Hanya saja karena kondisi Earl yang hanya tinggal sementara di tempat ini, maka tidak punya pilihan lain selain rumah sederhana ini. Lagipula Earl hanya menempati sebentar sampai ia benar-benar pulih dan kembali beraktivitas.

Mereka memasuki rumah itu dan disana hanya tata ruang biasa dengan sebuah teras samping yang menghubungkan pada taman belakang. Dan Earl suka tempat itu. Jika sewaktu-waktu Earl bosan dan jenuh, ia bisa duduk di bawah pohon sekedar minum kopi dan membaca buku. Persis seperti cerita telenovela yang pernah ia baca.

"Aku akan menyuruh pekerja untuk mengubah beberapa hal agar kau mudah keluar dengan kursi rodamu. Jika ada hal lain, kau bisa merundingkannya denganku. Aku dan dua lainnya akan bergantian menengok dan mengisi keperluan rumahmu." Ujar Finni yang membiarkan Earl untuk mengamati ruangan.

Earl mengangguk paham. Mereka pun pergi ke rumah Earl di Distrik B untuk mengambil beberapa barang dan berbelanja untuk mengisi kulkas.

-Disisi lain-

Siang terik ini, Tom dan Duke harus duduk di depan meja meeting bersama Ricard. Sangat tidak biasa, terlebih disana terlibat beberapa permasalahan serius mengenai Arthur yang saat ini berada di negara mereka. Beberapa orang utusan dari negara lain pun berdatangan untuk memburu Arthur.

Seperti tidak menghargai para militer dan kepolisian negara setempat, mereka keluar masuk dan terkadang mengobrak abrik beberapa tempat dan membuat kerusuhan. Kepolisian bahkan menerima lebih dari dua puluh lima kasus tentang keluhan warga terhadap sikap warga negara asing yang melakukan hal menggangu yang meresahkan warga lain. Seperti memblokir jalan dan beberapa tempat umum lainnya.

"Aku memang dari dulu tidak menyukai orang asing. Aku lebih menyukai orang lokal karena mereka lebih santun." Tom berkomentar sambil menaruh sebuah cangkir kopi di hadapannya.

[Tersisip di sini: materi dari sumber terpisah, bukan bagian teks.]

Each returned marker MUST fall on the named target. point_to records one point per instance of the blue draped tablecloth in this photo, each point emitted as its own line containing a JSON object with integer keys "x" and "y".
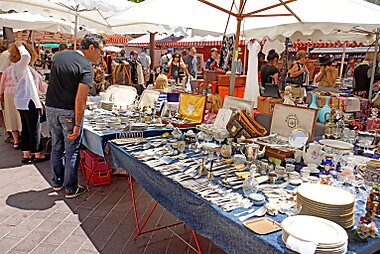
{"x": 221, "y": 227}
{"x": 95, "y": 141}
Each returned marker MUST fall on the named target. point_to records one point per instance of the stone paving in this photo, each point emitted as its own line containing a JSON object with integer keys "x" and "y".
{"x": 35, "y": 219}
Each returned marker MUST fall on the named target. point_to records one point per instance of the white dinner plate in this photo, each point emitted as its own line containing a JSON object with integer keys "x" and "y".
{"x": 314, "y": 229}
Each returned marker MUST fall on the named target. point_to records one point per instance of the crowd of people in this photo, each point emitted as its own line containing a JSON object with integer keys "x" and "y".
{"x": 76, "y": 73}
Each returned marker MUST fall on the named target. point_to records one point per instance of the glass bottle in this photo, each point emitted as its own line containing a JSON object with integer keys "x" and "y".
{"x": 250, "y": 184}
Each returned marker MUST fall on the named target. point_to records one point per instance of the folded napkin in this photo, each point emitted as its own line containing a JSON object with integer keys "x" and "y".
{"x": 303, "y": 247}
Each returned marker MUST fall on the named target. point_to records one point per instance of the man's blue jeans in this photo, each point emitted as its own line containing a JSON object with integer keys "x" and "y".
{"x": 65, "y": 153}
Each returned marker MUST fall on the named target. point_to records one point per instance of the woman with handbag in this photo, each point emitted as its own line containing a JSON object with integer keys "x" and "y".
{"x": 299, "y": 74}
{"x": 270, "y": 71}
{"x": 27, "y": 100}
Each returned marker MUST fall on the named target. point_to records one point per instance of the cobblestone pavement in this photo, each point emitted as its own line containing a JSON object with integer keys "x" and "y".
{"x": 35, "y": 219}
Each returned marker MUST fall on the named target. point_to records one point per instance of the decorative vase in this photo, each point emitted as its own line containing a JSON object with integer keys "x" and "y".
{"x": 325, "y": 109}
{"x": 313, "y": 101}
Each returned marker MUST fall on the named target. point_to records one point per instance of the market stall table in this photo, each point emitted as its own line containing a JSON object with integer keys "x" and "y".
{"x": 95, "y": 141}
{"x": 223, "y": 228}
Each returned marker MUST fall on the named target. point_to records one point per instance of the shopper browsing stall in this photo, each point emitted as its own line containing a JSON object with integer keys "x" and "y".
{"x": 270, "y": 71}
{"x": 362, "y": 77}
{"x": 26, "y": 99}
{"x": 71, "y": 78}
{"x": 326, "y": 78}
{"x": 192, "y": 62}
{"x": 176, "y": 66}
{"x": 299, "y": 74}
{"x": 212, "y": 63}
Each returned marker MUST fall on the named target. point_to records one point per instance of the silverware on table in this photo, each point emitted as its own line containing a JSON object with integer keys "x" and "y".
{"x": 259, "y": 212}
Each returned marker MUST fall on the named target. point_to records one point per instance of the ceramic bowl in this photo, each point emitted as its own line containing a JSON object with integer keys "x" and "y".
{"x": 371, "y": 172}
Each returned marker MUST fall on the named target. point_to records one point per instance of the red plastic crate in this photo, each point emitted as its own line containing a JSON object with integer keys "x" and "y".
{"x": 90, "y": 159}
{"x": 95, "y": 169}
{"x": 100, "y": 176}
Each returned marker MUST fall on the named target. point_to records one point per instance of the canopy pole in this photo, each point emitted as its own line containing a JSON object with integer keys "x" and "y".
{"x": 374, "y": 66}
{"x": 342, "y": 63}
{"x": 76, "y": 28}
{"x": 235, "y": 57}
{"x": 151, "y": 49}
{"x": 235, "y": 53}
{"x": 245, "y": 58}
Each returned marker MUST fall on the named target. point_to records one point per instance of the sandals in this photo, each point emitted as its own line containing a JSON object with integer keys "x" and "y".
{"x": 26, "y": 160}
{"x": 38, "y": 160}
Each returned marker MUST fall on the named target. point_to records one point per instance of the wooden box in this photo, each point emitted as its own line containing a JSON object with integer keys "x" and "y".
{"x": 286, "y": 118}
{"x": 265, "y": 105}
{"x": 191, "y": 111}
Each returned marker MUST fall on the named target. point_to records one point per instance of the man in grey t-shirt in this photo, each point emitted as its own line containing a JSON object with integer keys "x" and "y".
{"x": 70, "y": 81}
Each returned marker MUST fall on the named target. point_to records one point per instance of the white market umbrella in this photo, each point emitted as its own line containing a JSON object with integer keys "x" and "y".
{"x": 212, "y": 15}
{"x": 112, "y": 49}
{"x": 89, "y": 15}
{"x": 27, "y": 21}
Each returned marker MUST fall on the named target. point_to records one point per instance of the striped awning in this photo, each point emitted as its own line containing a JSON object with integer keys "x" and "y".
{"x": 324, "y": 44}
{"x": 115, "y": 39}
{"x": 40, "y": 36}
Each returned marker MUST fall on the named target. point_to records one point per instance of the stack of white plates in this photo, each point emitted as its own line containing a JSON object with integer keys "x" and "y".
{"x": 329, "y": 236}
{"x": 106, "y": 105}
{"x": 327, "y": 202}
{"x": 139, "y": 126}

"Sepertinya mereka tidak akan bekerjasama untuk masalah ini. Haruskah kita menutup mata saja?" Duke bertanya pada Ricard. Disana ia dengan ekspresi lelah tampak berpikir mengamati beberapa lembar kasus dari kepolisian.

"Cukup kepolisian yang turun tangan saat ini. Kita akan bertindak setelah keadaan Earl pulih, karena jika tidak ada wanita slebor seperti dia, tidak akan ada yang memimpin jalan." Ujar Ricard melemparkan laporan itu di atas meja dan kemudian menyandarkan punggungnya pada kursi.

Tom terkekeh dan membenarkan perkataan Ricard. Beruntung saat ini mereka sedang menjalani hari tenang setelah kecelakaan yang menimpa Earl. Setidaknya untuk sekarang, tim mereka akan lebih berfokus untuk mengumpulkan informasi sebanyak mungkin tentang Arthur.